In questa direzione, si collocano, in particolare: a) l’obbligo di comunicare al centro per l’impiego l’instaurazione di ogni rapporto di lavoro, di regola almeno 24 ore prima dell’inizio del rapporto stesso, precisando, tra l’altro, data di assunzione e tipologia contrattuale; b) l’obbligo del datore di lavoro di tenere un “libro unico del lavoro” nel quale devono essere inseriti i dati personali dei collaboratori. Per una ulteriore semplificazione degli adempimenti amministrativi, a decorrere dal 1 gennaio 2017, il libro unico del lavoro sarà tenuto in modalità telematica presso il Ministero del Lavoro.
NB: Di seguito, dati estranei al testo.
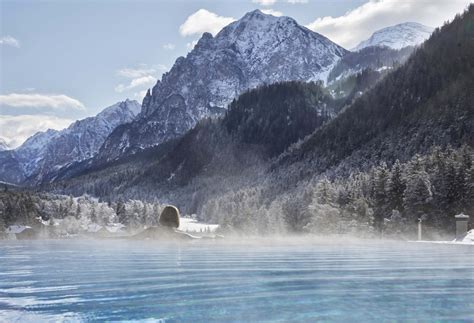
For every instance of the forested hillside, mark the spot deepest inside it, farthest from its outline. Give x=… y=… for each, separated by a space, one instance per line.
x=294 y=157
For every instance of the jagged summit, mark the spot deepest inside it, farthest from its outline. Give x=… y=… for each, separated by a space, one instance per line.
x=48 y=151
x=256 y=49
x=398 y=36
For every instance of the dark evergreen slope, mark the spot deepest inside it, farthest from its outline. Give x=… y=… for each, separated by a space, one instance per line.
x=428 y=101
x=275 y=116
x=259 y=125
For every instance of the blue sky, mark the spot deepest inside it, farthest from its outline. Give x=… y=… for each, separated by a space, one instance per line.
x=64 y=60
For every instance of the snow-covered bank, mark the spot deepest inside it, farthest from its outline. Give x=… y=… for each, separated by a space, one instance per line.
x=192 y=225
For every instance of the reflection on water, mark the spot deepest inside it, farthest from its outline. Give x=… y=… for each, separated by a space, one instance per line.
x=202 y=281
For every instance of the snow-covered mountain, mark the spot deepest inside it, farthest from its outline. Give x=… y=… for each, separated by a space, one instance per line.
x=50 y=150
x=254 y=50
x=398 y=36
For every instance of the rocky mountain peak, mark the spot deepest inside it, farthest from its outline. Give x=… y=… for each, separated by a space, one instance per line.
x=257 y=49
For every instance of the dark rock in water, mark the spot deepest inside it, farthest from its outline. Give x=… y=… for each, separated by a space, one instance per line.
x=162 y=233
x=170 y=217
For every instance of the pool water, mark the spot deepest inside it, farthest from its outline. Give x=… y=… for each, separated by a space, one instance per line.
x=261 y=280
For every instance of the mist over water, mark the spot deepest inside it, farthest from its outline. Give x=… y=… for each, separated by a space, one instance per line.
x=231 y=280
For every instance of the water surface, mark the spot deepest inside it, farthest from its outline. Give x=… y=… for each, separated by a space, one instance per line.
x=221 y=281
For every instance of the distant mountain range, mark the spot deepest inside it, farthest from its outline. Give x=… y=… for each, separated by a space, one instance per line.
x=398 y=36
x=48 y=151
x=275 y=139
x=258 y=49
x=3 y=145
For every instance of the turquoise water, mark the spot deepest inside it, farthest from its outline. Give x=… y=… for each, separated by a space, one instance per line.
x=221 y=281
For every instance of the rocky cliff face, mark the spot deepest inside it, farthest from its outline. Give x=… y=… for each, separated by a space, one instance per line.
x=254 y=50
x=46 y=152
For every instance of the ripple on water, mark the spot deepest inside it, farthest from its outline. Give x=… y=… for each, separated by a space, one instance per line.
x=118 y=280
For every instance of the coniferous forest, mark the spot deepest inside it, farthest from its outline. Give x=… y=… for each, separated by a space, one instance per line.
x=371 y=154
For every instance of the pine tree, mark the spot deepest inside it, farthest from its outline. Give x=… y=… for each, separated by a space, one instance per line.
x=395 y=187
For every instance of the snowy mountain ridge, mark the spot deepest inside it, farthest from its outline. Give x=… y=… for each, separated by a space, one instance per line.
x=398 y=36
x=52 y=149
x=3 y=145
x=257 y=49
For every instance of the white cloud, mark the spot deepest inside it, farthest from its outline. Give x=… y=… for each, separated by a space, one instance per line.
x=50 y=101
x=9 y=41
x=265 y=2
x=358 y=24
x=135 y=72
x=135 y=83
x=272 y=12
x=204 y=21
x=297 y=1
x=16 y=129
x=169 y=46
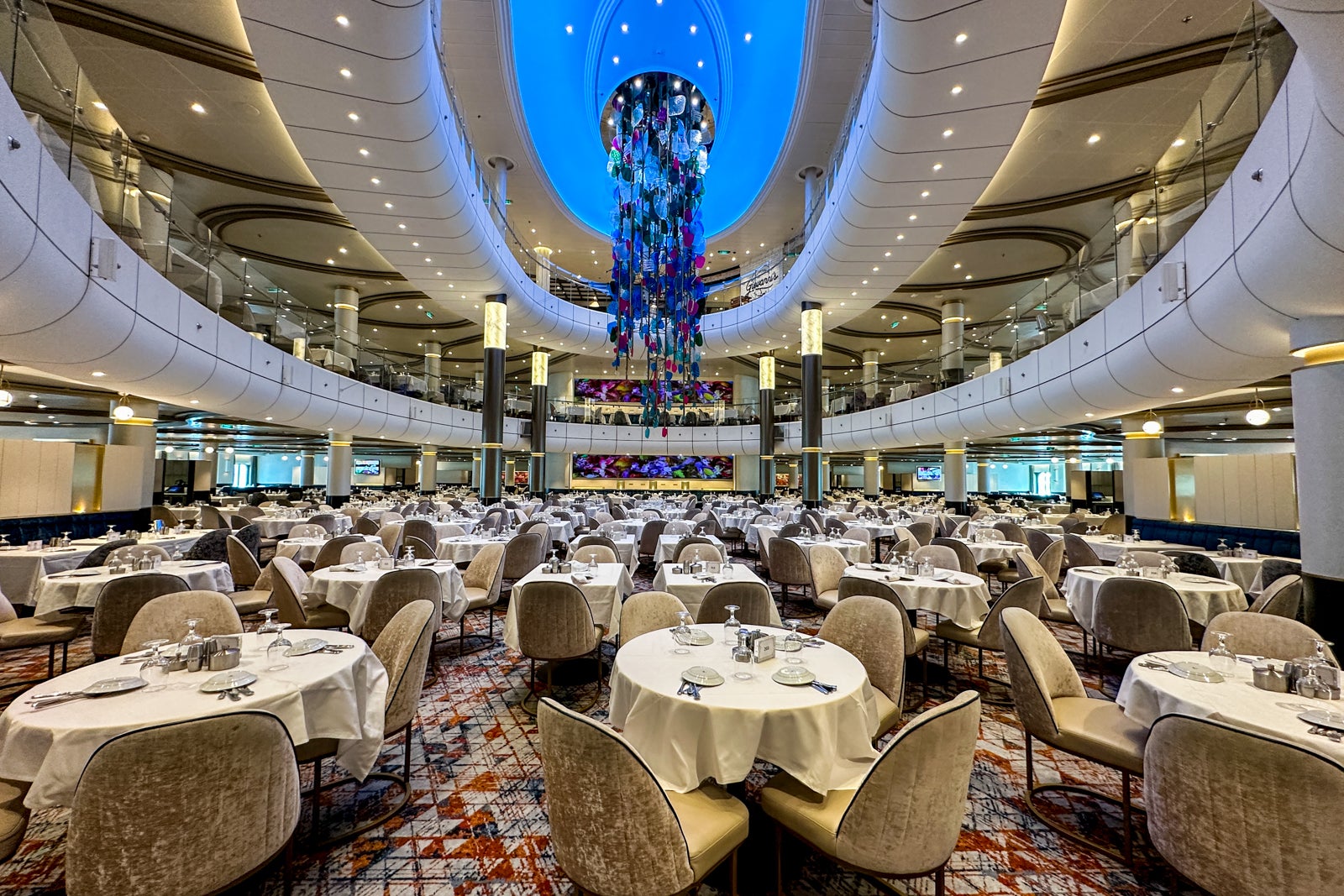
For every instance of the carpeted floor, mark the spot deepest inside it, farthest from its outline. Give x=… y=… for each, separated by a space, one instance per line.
x=476 y=822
Il legislatore nazionale ha previsto che, nella prospettiva del miglioramento dell’efficienza del sistema di collocamento, ad esso possano prendere parte anche soggetti privati. Precisamente, alle agenzie per il lavoro è consentito di svolgere attività di intermediazione, ricerca e selezione del personale, supporto alla ricollocazione professionale e somministrazione di lavoro (sia a tempo determinato, che a tempo indeterminato), fermo restando il divieto di percepire, per tali attività, compensi a carico del lavoratore. Poiché le attività di cui trattasi concorrono alla realizzazione di un “servizio pubblico”, la legge prevede regimi diversificati di “autorizzazione” o “accreditamento” per l’esercizio delle attività stesse sull’intero territorio nazionale, o anche limitatamente a singole regioni.

Inoltre, al fine di ampliare i fornitori dei servizi nel mercato del lavoro, sono stati previsti regimi agevolati di autorizzazione a favore di determinati soggetti, quali università, comuni, scuole, associazioni sindacali, enti bilaterali costituiti da queste ultime, i gestori di siti internet.